Lord Mountbatten was killed in 1979 alongside three others, including a 14-year-old boy who was Charles's godson, when the IRA blew up a boat Mountbatten, who was a senior British military commander in the Second World War, was using during a holiday in the region.

Charles was due to visit the site of the attack later on 20 May and during a visit to an arts centre in nearby Sligo, he addressed the pain both he and other families on the other side of the political divide had experienced during what are often referred to as The Troubles.

He said: "In August 1979 my much-loved great-uncle Lord Mountbatten was killed alongside his young grandson and my godson Nicholas and his friend Paul Maxwell, and Nicholas's grandmother, the Dowager Lady Brabourne.

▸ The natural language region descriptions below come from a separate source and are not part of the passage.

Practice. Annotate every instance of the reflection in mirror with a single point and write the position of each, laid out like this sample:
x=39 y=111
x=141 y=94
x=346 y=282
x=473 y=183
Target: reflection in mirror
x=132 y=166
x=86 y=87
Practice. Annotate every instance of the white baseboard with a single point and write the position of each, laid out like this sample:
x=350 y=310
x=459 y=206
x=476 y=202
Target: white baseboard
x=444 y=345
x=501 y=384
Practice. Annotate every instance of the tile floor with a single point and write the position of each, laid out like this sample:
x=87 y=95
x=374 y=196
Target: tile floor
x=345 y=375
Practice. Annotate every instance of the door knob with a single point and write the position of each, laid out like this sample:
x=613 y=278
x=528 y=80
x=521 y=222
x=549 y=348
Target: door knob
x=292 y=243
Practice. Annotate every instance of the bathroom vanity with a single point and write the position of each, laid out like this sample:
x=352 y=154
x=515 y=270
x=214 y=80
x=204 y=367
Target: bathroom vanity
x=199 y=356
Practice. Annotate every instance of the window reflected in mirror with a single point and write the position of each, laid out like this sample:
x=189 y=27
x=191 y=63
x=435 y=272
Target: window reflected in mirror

"At the time I could not imagine how we would come to terms with the anguish of such a deep loss, since for me Lord Mountbatten represented the grandfather I never had. So it seemed as if the foundations of all that we held dear in life had been torn apart irreparably. Through this dreadful experience though I now understand in a profound way the agonies borne by so many others in these islands."

Prince Charles and Gerry Adams shake hands

On 19 May, Charles met Gerry Adams, his first meeting with the leader of the former political wing of the IRA and the latest in a series of gestures of reconciliation between Britain and Sinn Fein. It was the first time Adams had met a senior member of the British royal family.

Charles has long been a figure of hate among Irish nationalists due to his position as head of the British Army's Parachute Regiment, because of its role in the Bloody Sunday shootings in 1972, in which 13 Roman Catholic civil rights marchers were killed.

In 2012, the Queen met Martin McGuinness, a former IRA commander and a senior member of Sinn Fein, a meeting seen as a landmark step in rapprochement in Northern Ireland.

Northern Ireland has been largely peaceful since a 1998 power-sharing deal ended three decades of violence between Protestants who want to remain loyal to the British crown and Catholics favouring unification with Ireland.

The IRA ended its 30-year armed campaign against British rule in 1998 but small splinter groups have continued to launch attacks against UK targets.